The collision critically injured Lopez, 49, and killed Reyda La Madrid, a 47-year-old Harrison resident.

According to media reports, he then backed his SUV up and struck a building.

Refvik had pleaded guilty to numerous charges, including aggravated homicide, aggravated manslaughter, vehicular assault, drug possession and drunk driving.

In pleading to the entire 16-count indictment, Refvik is also guilty of numerous vehicle and traffic law violations, DiFiore said.

Refvik’s plea and sentence may give the victims’ families “some measure of closure,” DiFiore said Friday, but it “won’t replace the loss of a wife and mother, and cannot repair the damage done to the victim’s family.”

La Madrid and Lopez, though divorced, still worked together. 
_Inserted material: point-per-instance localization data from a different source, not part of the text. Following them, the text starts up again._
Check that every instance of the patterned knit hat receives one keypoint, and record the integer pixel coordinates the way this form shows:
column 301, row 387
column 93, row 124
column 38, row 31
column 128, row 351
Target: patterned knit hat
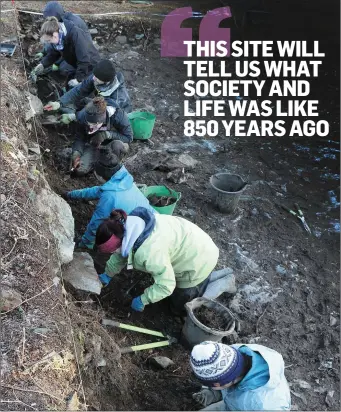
column 214, row 362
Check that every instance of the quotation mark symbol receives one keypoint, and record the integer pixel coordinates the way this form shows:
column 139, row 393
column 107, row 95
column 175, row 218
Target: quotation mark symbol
column 173, row 36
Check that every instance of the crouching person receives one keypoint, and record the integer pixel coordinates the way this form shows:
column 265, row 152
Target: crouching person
column 118, row 191
column 175, row 252
column 97, row 125
column 240, row 377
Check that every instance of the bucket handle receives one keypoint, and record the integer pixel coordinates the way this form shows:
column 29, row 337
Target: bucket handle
column 141, row 186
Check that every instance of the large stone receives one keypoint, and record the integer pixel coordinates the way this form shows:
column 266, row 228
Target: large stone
column 82, row 274
column 161, row 362
column 121, row 39
column 58, row 214
column 188, row 161
column 9, row 299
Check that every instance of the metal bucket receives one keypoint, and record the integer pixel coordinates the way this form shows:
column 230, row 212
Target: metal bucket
column 194, row 332
column 227, row 189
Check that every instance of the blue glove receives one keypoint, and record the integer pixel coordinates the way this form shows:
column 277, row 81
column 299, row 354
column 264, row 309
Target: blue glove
column 105, row 279
column 137, row 304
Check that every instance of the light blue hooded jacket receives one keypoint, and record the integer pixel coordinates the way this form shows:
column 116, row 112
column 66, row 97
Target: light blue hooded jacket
column 120, row 192
column 264, row 388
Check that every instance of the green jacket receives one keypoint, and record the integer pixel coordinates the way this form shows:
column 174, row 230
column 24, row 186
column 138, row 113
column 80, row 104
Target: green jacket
column 177, row 254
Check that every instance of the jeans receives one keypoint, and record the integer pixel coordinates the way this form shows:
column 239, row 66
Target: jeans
column 181, row 296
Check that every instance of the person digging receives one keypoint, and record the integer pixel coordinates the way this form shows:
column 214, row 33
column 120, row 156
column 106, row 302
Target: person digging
column 72, row 44
column 118, row 191
column 55, row 9
column 241, row 377
column 175, row 252
column 103, row 82
column 97, row 125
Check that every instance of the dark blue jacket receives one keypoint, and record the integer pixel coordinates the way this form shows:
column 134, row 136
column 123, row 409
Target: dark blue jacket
column 118, row 96
column 120, row 192
column 117, row 125
column 79, row 51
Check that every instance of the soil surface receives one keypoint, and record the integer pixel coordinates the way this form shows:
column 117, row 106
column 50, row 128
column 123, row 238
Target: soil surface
column 210, row 318
column 287, row 279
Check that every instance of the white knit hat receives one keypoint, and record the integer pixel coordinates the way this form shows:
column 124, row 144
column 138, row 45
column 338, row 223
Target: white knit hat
column 214, row 362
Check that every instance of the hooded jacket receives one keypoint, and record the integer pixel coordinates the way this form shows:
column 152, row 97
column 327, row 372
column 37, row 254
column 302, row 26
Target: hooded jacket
column 120, row 192
column 53, row 8
column 176, row 252
column 117, row 126
column 115, row 94
column 264, row 388
column 79, row 51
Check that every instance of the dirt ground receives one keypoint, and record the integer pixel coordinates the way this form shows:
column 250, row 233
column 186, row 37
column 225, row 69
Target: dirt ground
column 288, row 280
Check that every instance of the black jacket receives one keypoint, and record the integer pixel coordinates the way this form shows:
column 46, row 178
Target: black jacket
column 118, row 126
column 79, row 51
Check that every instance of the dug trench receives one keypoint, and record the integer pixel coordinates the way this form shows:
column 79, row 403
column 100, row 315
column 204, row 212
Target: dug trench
column 287, row 280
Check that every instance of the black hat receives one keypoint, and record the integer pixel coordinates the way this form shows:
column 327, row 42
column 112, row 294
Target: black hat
column 110, row 158
column 105, row 71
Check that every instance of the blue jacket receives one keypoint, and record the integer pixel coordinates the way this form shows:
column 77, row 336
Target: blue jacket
column 120, row 192
column 115, row 94
column 264, row 388
column 53, row 8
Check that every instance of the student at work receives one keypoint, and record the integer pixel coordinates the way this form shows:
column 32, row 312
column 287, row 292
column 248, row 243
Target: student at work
column 240, row 377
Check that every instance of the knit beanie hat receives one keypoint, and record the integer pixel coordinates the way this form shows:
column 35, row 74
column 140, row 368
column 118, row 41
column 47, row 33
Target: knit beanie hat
column 105, row 71
column 214, row 362
column 110, row 158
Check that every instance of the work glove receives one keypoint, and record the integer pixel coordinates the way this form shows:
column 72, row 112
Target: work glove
column 38, row 56
column 105, row 279
column 52, row 106
column 65, row 195
column 67, row 118
column 99, row 138
column 137, row 304
column 73, row 83
column 38, row 70
column 207, row 396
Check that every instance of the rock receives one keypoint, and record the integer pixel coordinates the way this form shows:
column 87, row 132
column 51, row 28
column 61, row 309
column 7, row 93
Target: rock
column 242, row 260
column 332, row 321
column 82, row 274
column 187, row 161
column 300, row 396
column 9, row 299
column 35, row 148
column 59, row 216
column 161, row 362
column 329, row 398
column 102, row 362
column 72, row 403
column 132, row 55
column 121, row 39
column 220, row 281
column 36, row 107
column 302, row 384
column 281, row 270
column 177, row 176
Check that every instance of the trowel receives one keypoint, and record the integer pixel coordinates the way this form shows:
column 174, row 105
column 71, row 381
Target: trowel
column 128, row 349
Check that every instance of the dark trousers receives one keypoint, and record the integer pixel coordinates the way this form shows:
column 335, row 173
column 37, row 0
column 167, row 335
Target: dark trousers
column 180, row 297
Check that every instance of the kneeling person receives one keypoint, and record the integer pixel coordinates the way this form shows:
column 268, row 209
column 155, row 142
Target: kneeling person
column 240, row 377
column 97, row 125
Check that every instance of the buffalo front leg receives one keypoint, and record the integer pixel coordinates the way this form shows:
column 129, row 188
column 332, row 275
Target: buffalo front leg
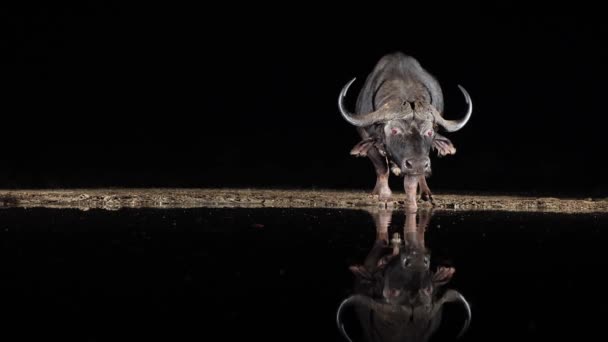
column 425, row 192
column 382, row 172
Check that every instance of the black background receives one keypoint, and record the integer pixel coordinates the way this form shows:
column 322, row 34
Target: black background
column 115, row 94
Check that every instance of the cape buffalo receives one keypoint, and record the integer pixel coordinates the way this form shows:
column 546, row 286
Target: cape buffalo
column 397, row 114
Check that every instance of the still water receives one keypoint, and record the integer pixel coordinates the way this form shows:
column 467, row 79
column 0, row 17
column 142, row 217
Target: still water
column 247, row 274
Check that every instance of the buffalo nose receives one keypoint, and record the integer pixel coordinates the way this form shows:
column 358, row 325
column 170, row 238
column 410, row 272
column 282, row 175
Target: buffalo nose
column 418, row 164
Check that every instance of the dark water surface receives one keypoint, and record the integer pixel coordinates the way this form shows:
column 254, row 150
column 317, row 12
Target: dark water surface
column 247, row 274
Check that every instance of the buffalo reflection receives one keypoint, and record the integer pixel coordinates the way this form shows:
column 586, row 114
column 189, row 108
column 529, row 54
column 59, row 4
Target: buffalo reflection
column 397, row 295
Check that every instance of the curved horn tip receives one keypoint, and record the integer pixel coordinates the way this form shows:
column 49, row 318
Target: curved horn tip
column 467, row 97
column 345, row 88
column 467, row 323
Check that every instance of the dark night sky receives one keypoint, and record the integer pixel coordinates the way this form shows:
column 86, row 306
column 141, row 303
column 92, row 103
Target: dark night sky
column 113, row 95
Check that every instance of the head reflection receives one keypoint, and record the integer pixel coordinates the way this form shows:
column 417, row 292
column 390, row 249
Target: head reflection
column 397, row 295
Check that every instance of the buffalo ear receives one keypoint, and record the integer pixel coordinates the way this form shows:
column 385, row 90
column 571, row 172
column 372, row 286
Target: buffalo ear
column 443, row 275
column 443, row 145
column 362, row 148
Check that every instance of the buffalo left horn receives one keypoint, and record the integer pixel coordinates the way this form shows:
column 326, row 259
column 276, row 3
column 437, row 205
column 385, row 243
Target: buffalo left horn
column 382, row 114
column 454, row 125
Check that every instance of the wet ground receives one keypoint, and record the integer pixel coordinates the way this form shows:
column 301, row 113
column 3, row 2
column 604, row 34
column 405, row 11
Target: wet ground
column 281, row 273
column 113, row 199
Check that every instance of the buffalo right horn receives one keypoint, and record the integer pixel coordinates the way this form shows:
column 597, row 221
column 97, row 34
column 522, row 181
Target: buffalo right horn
column 383, row 114
column 454, row 296
column 454, row 125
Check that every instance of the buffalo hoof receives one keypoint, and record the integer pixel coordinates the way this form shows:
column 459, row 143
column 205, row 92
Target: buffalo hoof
column 384, row 194
column 426, row 196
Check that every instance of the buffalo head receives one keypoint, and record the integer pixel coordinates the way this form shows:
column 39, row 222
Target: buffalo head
column 398, row 297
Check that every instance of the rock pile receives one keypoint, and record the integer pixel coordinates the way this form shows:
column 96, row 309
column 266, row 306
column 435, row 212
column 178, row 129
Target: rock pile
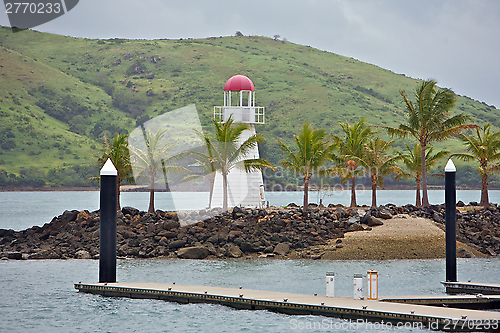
column 477, row 227
column 240, row 232
column 274, row 231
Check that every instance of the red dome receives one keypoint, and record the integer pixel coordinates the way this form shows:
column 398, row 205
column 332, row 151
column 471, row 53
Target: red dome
column 239, row 83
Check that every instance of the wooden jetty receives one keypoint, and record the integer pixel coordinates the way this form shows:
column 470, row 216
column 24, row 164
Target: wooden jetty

According to accounts of the crash, Refvik had been seen on video that fatal day drinking at a number of bars on Mamaroneck Avenue in downtown White Plains.

Experts put the Refvik’s blood alcohol content at the time of the collision at .21, nearly three times the legal limit, DiFiore said. He also had a “cocktail” of cocaine, clonazepam, and bath salts in his system, the district attorney said.

Assistant District Attorney Michelle Lopez of the Superior Court Trial Division prosecuted the case.